Violent crimes are becoming more common among the hundred-plus graffiti gangs in the Las Vegas Valley.

No longer confined to spray painting symbols and monikers on the sides of buildings or along freeway walls, graffiti gangs throughout the valley have stepped up their activity to include street robberies, drug dealing and shootings with rivals, police say.

"They're not just artists looking for a canvas," said Capt. Al Salinas of the Metropolitan Police Department's gang unit. "People tend to forget that these taggers are not only committing the crime of malicious destruction, but they also steal and do drugs."

Since the beginning of the year, at least five gunfights have broken out between rival graffiti gangs. The fights are often over territory or disrespecting another graffiti gang by painting over a tag.

"It's (graffiti) a gateway crime. These guys just move onto more serious stuff," said a Las Vegas police detective involved in gang investigations who spoke on condition of anonymity.

The graffiti gangs operate much like organized gangs such as the Bloods or Crips, with leadership structures and requirements for membership. In one instance, police arrested a youth who told them he needed to get arrested for a graffiti-related offense to become a full-fledged member of the gang, the detective said.

But unlike the members of traditional street gangs such as the Gerson Park Kingsmen from West Las Vegas, the taggers often are white youths ages 17 to 25 who come from middle- and upper-middle-class families, police say.

Last year, Las Vegas police arrested 271 people for graffiti-related crimes, up 26 percent from the year before, which saw 215 arrests. There have been 71 arrests so far this year for graffiti-related crimes.

Gang experts and police in Los Angeles say tagging crews there became involved in shootings and drug dealings decades ago.

"Tell the Las Vegas Police Department that they have to get ready for it," said Bo Taylor, president of Unity One, a community-based gang intervention organization in Los Angeles. "It starts off as something small like tagging. But it's going to get worse."

Lt. Paul Vernon, a spokesman for the Los Angeles Police Department who worked in the gang enforcement unit for two years, said many of the street gangs there started out as small tagging crews.

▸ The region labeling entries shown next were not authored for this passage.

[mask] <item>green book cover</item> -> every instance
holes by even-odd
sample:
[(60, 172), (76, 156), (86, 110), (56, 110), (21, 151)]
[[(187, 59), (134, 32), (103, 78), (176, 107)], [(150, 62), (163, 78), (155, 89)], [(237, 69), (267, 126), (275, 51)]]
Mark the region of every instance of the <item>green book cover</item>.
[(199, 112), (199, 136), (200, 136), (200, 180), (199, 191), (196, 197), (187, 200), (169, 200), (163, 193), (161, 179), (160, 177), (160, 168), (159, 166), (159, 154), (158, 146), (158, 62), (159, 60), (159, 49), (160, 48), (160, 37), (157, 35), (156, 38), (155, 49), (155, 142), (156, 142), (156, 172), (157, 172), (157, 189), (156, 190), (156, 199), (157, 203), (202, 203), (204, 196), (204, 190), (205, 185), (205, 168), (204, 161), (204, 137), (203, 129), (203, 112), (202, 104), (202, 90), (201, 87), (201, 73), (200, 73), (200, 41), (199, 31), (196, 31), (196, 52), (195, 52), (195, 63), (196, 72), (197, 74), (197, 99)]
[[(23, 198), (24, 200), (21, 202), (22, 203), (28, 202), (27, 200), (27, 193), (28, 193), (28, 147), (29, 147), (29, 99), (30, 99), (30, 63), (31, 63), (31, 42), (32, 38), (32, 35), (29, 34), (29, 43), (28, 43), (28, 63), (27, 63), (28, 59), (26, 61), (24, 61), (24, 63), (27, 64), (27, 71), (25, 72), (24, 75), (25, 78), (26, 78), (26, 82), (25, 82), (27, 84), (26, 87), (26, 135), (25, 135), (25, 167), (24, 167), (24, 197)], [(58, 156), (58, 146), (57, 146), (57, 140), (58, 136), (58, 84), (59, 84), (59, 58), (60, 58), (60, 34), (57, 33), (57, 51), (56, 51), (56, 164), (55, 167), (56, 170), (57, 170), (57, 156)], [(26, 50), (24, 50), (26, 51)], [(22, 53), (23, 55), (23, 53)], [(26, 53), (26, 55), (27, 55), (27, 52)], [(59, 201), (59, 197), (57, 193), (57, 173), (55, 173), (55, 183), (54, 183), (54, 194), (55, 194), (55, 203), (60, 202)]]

But the members soon stepped up their activity to include shootings to defend their turf. They soon became full-fledged gangs involved in robberies, drug dealings and homicides.

"We've seen it for as long as I've been here," said Vernon, who has been with the department for almost 20 years.

The February fight between Jenkins and Pearce's graffiti gang and their rival MBS -- an acronym for Money Bitches Sex or Madland Board Shop, depending on whom you talk to -- had been brewing for weeks.

Police say both gangs had been crossing out each other's graffiti tags and the fight was an outgrowth of the dispute.

When Pearce and Jenkins arrived near the skate park, they discovered that the four members of the other gang didn't want to fight. The MBS members drove away, and Pearce and Jenkins chased them in a pickup. Police say Pearce fired a pistol multiple times, hitting two of their rivals, before officers caught and arrested them.

According to the police report, Pearce admitted to shooting at the Scion.

Both Pearce and Jenkins declined requests to be interviewed for this story.

Jenkins' attorney, Robert Langford, said the MBS gang members were harassing Jenkins by calling him at his house, where he lives with his parents. Jenkins went to the park to settle the dispute and get the other gang members to stop bothering him, Langford said.

"No one expected a shooting," he said.

Langford also disputed that there is a new rise of violent graffiti gangs roaming the valley causing mayhem.

"It's certainly easy for them to point to Chaz and say he's the new wave of graffiti problems. But is that really what happened?" he asked. "They (the police) always have to have a boogeyman. And the latest boogeyman is graffiti."

Pearce's attorney didn't return calls seeking comment.

Las Vegas police, however, say Jenkins and Pearce are more than just kids with spray cans -- they are violent gang members.

"It's no longer a property crime when they start blasting each other," the police detective said.

Within the past year, the valley has seen several high-profile shootings and fights involving graffiti gang members, including a recent shooting in a Wal-Mart parking lot near Tropicana Avenue and Pecos Road between two gang members.

A recent look at District Court cases showed a handful of suspected graffiti gang members who were arrested for other crimes.

"These guys are in and out of prison constantly -- and it's not for graffiti," the detective said.